Soros sees gold prices on brink of bear market
By Nicholas Larkin, Maria Kolesnikova and Debarati Roy
Dec 29, 2011 – 1:40 PM ET
By Nicholas Larkin, Maria Kolesnikova and Debarati Roy
By Nicholas Larkin, Maria Kolesnikova and Debarati Roy
Gold is poised to complete its 11th consecutive annual gain, the longest winning streak in at least nine decades, on the brink of a bear market.
George Soros, the billionaire who two years ago called it the “ultimate asset bubble,” cut 99% of his holdings in the first quarter, Securities and Exchange Commission data show. Hedge fund managers John Paulson, Paul Touradji and Eric Mindich also sold bullion this year. While speculators in New York futures are the least bullish in 31 months, the median estimate in a Bloomberg survey of 44 traders and analysts is for prices to rally as much as 40% to US$2,140 an ounce in 2012.
The divergence of views is widening after prices declined 19% from a record close of US$1,900.23 on Sept. 5, or 1 percentage point away from a bear market. As some investors retreated to cash amid a US$10-trillion slump in global equity values since May, others bought more metal, taking holdings in exchange-traded products to an all-time high two weeks ago. Bullion’s 7.6% gain in 2011 means it’s on track to beat stocks, bonds and the dollar for a second straight year.
“It’s done its job this year of protecting investors,” said Michael Cuggino, 48, who helps manage about US$15-billion of assets, including US$3-billion in gold, at Permanent Portfolio Funds in San Francisco and correctly predicted in February that prices would keep rising. “Gold has been all over the place. If you bought gold at US$1,800 then you aren’t too happy. Some people will get out of gold, but the longer-term investors will remain.”
Trading Partners
Bullion was at US$1,530.07 at 2:35 p.m. in London, below this year’s average of US$1,572.47 and six times more than when the bull market began in 2001. The MSCI All-Country World Index of equities declined 10%, on track for the worst year since 2008, and the Dollar Index, a measure against six major trading partners, advanced 2%. Fixed-income securities around the world gained 4.3% this year, the weakest performance since 2007, Bank of America Corp. indexes show.

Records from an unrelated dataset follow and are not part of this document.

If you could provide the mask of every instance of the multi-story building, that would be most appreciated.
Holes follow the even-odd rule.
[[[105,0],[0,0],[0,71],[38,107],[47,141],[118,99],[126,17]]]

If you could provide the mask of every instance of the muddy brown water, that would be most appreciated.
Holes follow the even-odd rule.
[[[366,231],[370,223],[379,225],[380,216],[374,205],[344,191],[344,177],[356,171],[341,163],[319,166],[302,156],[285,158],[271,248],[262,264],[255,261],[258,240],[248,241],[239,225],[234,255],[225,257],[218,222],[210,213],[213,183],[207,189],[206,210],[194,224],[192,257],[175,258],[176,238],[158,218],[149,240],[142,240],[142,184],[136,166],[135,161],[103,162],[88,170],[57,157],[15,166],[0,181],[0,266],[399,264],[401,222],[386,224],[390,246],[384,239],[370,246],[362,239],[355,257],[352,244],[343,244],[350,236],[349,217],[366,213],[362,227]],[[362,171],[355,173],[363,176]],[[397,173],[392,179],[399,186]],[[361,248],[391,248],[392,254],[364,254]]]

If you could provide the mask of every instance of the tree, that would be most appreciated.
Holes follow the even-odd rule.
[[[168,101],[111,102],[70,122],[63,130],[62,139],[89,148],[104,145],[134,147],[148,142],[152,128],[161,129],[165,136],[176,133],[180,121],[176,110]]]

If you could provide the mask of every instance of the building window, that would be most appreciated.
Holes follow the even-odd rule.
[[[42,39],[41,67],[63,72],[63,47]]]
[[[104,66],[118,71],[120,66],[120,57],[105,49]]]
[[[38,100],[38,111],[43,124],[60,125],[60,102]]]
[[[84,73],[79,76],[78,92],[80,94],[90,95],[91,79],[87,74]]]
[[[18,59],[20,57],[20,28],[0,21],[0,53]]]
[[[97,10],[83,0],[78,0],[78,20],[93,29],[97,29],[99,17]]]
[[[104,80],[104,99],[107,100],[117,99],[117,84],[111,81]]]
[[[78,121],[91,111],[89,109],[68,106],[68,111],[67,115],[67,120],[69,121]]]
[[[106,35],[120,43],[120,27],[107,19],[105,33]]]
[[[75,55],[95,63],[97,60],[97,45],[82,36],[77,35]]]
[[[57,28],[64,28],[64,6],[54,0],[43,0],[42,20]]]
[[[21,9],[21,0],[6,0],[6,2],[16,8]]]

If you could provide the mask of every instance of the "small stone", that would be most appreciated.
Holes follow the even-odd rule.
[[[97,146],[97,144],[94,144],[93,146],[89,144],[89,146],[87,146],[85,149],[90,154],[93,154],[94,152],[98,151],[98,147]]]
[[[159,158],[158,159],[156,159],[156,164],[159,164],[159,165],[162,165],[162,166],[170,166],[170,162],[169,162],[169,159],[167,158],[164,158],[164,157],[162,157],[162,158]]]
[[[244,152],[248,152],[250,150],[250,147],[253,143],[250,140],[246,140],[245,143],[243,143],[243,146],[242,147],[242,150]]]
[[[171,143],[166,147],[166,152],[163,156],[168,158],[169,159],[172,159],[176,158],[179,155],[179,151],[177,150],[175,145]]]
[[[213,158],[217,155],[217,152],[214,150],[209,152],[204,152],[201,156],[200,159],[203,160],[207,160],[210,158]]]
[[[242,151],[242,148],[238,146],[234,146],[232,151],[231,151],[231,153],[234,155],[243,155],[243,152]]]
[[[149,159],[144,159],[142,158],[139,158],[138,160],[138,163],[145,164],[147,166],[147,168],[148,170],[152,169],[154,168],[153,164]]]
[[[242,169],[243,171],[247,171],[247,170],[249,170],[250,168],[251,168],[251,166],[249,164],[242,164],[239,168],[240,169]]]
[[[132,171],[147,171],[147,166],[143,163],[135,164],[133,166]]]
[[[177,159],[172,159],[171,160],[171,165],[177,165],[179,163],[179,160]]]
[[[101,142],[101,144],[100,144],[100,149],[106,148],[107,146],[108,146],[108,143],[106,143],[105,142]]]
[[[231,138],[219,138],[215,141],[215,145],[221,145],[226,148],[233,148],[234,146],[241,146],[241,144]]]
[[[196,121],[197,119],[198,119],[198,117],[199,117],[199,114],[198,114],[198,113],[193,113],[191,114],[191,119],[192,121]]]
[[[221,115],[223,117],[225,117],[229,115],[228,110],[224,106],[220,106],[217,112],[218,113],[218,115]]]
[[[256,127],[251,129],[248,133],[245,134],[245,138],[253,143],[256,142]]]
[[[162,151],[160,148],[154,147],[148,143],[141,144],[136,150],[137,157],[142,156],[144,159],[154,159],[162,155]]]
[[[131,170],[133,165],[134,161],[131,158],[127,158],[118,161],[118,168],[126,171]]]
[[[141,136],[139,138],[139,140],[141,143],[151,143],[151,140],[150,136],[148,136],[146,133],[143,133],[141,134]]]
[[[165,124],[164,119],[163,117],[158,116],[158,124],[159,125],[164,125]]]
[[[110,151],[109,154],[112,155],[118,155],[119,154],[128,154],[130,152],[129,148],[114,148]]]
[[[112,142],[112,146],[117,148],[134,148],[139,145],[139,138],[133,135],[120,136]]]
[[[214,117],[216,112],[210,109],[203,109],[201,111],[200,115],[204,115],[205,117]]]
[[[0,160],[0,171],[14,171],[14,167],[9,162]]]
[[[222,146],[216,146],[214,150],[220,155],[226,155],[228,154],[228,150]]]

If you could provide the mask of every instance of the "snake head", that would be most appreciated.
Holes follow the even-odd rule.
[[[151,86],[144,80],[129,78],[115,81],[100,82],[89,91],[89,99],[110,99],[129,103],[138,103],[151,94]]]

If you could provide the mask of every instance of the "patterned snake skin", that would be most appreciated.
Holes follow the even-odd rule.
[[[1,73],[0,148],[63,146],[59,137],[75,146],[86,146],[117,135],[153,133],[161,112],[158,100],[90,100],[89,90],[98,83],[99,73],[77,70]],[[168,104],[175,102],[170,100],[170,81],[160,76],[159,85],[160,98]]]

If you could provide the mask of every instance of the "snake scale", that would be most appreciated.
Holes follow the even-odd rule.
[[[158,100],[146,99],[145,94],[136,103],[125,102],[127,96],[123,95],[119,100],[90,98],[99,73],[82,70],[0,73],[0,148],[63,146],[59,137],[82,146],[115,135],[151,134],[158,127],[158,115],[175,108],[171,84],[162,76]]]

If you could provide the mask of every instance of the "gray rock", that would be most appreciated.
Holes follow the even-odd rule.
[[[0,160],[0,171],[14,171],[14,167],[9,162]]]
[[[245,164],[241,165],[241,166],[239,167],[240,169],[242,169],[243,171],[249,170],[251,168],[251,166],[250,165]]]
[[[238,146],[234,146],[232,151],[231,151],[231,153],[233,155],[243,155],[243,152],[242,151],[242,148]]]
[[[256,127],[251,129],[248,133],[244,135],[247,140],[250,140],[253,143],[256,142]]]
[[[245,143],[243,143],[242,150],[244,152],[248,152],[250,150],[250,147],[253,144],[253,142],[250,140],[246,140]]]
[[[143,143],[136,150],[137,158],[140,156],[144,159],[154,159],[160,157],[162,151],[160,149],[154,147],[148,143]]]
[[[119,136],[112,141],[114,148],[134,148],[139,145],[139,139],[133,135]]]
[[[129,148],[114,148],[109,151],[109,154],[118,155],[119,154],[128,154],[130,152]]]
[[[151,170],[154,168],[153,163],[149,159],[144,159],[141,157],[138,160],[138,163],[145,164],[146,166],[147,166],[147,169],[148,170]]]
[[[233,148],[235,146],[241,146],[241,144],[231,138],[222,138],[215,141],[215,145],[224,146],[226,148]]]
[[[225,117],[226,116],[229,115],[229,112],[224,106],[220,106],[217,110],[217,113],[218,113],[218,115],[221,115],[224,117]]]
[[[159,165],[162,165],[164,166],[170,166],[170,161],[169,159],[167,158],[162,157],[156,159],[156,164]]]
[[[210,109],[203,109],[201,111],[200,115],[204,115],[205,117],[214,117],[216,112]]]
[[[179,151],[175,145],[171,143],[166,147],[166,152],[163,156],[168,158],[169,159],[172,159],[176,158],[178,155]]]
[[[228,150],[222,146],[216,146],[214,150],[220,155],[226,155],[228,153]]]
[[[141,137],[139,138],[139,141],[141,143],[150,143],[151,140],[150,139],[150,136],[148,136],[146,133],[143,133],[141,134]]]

Investment in physical metal is cooling. The U.S. Mint’s sales of American Eagle gold coins in November were the weakest since June 2008, data on its web site show. Holdings in bullion- backed ETPs fell about 35 metric tons since reaching a record on Dec. 14, according to data compiled by Bloomberg. They are still 140 tons higher than at the start of 2011 and the total of 2,326 tons, valued at about US$116-billion, exceeds the reserves of all but four central banks. ETP holdings climbed 0.3% yesterday, the first increase in two weeks.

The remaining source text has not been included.